Type of Assessment: For Learning

Lesson Area: Minds On

Guiding Questions for Teachers

  1. Can students understand the concept of being deprived of certain rights?
  2. Are students able to connect the concept of rights at school with rights in their larger community?
  3. Can students empathize with others? Can they appreciate the suffrage movement?

Type of Assessment: As Learning

Lesson Area: ACTION: Activity 9.2 / Time Line

Guiding Questions for Teachers

  1. Are students using headings and key words to find relevant sections? Are students using accurate information on their worksheet?
  2. Can students demonstrate understanding of the information by summarizing important dates in the suffrage movement? Are they using relevant and appropriate visuals?

Type of Assessment: Of Learning

Lesson Area: Consolidation

Guiding Questions for Teachers

  1. Do students express an appreciation for voting in elections? Can they recognize the consequences of not voting?

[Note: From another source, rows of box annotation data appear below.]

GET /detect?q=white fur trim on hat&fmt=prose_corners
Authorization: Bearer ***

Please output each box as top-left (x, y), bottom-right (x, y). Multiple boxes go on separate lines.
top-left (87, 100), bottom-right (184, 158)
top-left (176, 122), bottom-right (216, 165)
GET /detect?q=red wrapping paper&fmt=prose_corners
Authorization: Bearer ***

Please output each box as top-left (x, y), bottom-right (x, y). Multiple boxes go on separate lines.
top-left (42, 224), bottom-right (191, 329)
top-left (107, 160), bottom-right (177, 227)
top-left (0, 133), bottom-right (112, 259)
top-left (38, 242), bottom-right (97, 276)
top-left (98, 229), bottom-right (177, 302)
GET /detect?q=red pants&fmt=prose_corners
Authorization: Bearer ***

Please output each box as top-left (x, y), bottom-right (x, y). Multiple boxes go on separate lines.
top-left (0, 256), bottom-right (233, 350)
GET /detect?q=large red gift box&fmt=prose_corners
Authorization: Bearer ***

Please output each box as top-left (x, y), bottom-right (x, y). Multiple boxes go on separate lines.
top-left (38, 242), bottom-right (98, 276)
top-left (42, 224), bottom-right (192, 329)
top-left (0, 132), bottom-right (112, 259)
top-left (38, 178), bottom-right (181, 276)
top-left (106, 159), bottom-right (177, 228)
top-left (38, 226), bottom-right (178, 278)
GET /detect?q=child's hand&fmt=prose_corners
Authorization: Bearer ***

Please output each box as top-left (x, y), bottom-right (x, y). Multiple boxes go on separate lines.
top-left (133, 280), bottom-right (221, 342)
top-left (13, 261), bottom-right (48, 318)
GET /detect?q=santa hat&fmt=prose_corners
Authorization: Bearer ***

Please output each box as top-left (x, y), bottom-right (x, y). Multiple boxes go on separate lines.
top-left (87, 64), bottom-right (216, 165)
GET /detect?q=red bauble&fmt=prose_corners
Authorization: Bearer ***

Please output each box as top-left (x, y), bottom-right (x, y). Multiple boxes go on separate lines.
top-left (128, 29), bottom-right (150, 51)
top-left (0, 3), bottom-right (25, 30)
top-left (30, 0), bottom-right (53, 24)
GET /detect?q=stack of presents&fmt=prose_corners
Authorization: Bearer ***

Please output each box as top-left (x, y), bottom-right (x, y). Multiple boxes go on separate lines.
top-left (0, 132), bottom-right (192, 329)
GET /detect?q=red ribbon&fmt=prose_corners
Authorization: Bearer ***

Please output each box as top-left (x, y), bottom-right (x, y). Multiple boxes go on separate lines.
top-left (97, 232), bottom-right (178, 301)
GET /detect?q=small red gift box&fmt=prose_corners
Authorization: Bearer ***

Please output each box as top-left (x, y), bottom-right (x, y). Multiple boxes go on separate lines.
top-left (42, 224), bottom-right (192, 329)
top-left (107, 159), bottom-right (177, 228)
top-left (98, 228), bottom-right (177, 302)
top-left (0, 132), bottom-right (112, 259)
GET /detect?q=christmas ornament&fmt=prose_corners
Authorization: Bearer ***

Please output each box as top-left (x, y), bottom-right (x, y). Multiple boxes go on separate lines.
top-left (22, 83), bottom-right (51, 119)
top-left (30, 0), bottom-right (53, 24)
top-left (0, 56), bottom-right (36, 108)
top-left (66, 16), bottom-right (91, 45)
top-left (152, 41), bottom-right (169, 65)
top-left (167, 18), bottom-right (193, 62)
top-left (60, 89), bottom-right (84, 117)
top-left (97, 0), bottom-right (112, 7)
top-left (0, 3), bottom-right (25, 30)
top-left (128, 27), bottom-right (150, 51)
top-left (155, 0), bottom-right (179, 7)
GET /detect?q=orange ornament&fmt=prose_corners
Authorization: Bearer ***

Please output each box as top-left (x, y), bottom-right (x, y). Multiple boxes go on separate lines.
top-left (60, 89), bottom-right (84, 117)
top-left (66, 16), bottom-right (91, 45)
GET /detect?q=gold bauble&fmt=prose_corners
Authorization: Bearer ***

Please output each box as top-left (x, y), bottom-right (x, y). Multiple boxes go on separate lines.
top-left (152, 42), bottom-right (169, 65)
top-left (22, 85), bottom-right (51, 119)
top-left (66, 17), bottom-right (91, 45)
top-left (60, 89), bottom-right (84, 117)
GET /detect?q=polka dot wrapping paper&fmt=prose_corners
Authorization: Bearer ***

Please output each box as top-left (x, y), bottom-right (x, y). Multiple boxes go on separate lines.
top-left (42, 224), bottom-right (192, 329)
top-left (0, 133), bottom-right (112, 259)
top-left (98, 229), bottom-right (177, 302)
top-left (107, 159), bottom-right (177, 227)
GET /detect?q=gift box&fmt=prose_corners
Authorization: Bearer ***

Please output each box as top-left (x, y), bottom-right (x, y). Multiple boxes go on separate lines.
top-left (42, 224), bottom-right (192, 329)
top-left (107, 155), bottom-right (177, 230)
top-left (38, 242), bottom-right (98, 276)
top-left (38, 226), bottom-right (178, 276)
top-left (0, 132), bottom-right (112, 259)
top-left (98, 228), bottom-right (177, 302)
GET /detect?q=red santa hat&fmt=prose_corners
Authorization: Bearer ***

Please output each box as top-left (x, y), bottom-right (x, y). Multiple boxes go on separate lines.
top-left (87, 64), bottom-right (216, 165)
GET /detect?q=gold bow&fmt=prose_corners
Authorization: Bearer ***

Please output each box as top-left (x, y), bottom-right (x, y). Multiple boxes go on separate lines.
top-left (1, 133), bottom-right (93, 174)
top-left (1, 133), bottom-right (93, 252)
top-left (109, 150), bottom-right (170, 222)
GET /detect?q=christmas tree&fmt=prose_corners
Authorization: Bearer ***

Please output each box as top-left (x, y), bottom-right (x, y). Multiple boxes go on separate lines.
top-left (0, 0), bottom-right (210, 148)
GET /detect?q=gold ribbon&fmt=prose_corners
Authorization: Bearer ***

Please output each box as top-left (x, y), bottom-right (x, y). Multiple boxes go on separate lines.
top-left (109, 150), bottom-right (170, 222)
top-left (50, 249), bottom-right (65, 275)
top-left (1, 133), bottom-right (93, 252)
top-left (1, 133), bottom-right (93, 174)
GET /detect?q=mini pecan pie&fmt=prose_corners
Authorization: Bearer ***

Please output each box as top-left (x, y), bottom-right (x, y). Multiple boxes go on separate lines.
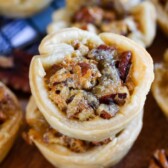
top-left (48, 0), bottom-right (156, 47)
top-left (30, 28), bottom-right (153, 141)
top-left (0, 0), bottom-right (52, 17)
top-left (149, 149), bottom-right (168, 168)
top-left (152, 49), bottom-right (168, 117)
top-left (26, 97), bottom-right (142, 168)
top-left (151, 0), bottom-right (168, 36)
top-left (0, 83), bottom-right (22, 162)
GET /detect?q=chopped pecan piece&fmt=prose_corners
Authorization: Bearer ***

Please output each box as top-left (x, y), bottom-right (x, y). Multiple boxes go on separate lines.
top-left (78, 62), bottom-right (91, 76)
top-left (118, 51), bottom-right (132, 82)
top-left (72, 7), bottom-right (103, 24)
top-left (149, 149), bottom-right (168, 168)
top-left (22, 132), bottom-right (33, 145)
top-left (87, 44), bottom-right (117, 60)
top-left (91, 138), bottom-right (111, 146)
top-left (99, 94), bottom-right (116, 105)
top-left (66, 91), bottom-right (95, 121)
top-left (0, 111), bottom-right (7, 124)
top-left (96, 104), bottom-right (119, 119)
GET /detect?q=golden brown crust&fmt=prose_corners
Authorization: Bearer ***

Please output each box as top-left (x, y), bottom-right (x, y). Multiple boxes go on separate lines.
top-left (30, 28), bottom-right (153, 141)
top-left (26, 98), bottom-right (143, 168)
top-left (48, 1), bottom-right (156, 47)
top-left (0, 83), bottom-right (22, 162)
top-left (152, 50), bottom-right (168, 117)
top-left (151, 0), bottom-right (168, 36)
top-left (0, 0), bottom-right (52, 17)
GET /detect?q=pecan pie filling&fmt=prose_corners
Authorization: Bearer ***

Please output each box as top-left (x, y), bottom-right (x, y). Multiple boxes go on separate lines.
top-left (26, 109), bottom-right (112, 153)
top-left (159, 0), bottom-right (168, 14)
top-left (71, 4), bottom-right (139, 36)
top-left (44, 41), bottom-right (133, 121)
top-left (0, 86), bottom-right (18, 126)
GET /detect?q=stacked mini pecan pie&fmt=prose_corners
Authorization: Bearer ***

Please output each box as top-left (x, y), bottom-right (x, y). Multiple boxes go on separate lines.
top-left (48, 0), bottom-right (156, 47)
top-left (26, 28), bottom-right (153, 168)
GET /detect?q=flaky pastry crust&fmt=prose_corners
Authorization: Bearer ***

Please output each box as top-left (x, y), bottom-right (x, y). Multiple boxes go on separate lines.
top-left (152, 49), bottom-right (168, 117)
top-left (26, 97), bottom-right (143, 168)
top-left (29, 28), bottom-right (154, 141)
top-left (48, 0), bottom-right (156, 47)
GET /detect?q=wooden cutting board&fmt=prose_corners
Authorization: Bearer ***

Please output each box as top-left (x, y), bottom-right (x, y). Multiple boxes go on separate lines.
top-left (0, 28), bottom-right (168, 168)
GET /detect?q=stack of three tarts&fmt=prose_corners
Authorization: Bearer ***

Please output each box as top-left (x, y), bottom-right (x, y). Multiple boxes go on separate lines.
top-left (26, 28), bottom-right (154, 168)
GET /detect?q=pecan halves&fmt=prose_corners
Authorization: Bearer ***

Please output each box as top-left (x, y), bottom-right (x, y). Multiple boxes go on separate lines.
top-left (149, 149), bottom-right (168, 168)
top-left (118, 51), bottom-right (132, 82)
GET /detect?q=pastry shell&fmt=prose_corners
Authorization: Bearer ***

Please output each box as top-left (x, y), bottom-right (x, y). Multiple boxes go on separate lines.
top-left (152, 49), bottom-right (168, 117)
top-left (48, 0), bottom-right (156, 47)
top-left (26, 97), bottom-right (143, 168)
top-left (0, 0), bottom-right (52, 17)
top-left (0, 82), bottom-right (22, 162)
top-left (29, 28), bottom-right (154, 141)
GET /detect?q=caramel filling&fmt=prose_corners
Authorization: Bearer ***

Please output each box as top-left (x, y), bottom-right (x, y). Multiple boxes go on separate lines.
top-left (44, 41), bottom-right (132, 121)
top-left (26, 109), bottom-right (112, 153)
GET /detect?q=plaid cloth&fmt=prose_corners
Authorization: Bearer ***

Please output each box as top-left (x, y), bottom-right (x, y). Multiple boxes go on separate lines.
top-left (0, 0), bottom-right (65, 93)
top-left (0, 0), bottom-right (65, 56)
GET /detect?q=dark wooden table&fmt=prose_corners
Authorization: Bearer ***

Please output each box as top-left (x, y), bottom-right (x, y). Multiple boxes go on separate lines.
top-left (0, 28), bottom-right (168, 168)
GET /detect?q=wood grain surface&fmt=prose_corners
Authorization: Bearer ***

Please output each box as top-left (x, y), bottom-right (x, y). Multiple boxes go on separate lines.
top-left (0, 30), bottom-right (168, 168)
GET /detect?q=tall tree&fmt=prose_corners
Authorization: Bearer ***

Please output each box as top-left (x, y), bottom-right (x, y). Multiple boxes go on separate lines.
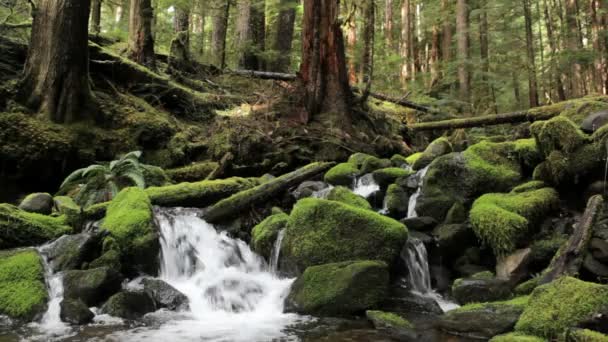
top-left (20, 0), bottom-right (93, 123)
top-left (299, 0), bottom-right (352, 128)
top-left (128, 0), bottom-right (156, 69)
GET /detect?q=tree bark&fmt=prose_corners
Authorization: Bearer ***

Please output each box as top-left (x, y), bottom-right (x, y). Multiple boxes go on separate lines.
top-left (20, 0), bottom-right (93, 123)
top-left (300, 0), bottom-right (352, 125)
top-left (128, 0), bottom-right (156, 69)
top-left (269, 0), bottom-right (298, 72)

Individual Education Plans


  • Provide extra time for Activity 9.2 and the timeline.
  • Encourage questions about content to ensure understanding.
  • Have students create a poster in relation to information on Activity 9.2.


  • Have students research the individuals and groups behind the suffrage movement and capture their stories to share with their peers.

English Language Learners

Culturally Responsive Pedagogy

  • Some students may come from different background groups that may have been disenfranchised. Ensuring a safe place for respectful discussion is encouraged.

Indigenous Focus

  • Emphasize the year when Indigenous People achieved suffrage.
  • Indigenous rights and equality have been slowly forthcoming. Ensuring a safe place for respectful discussion is encouraged.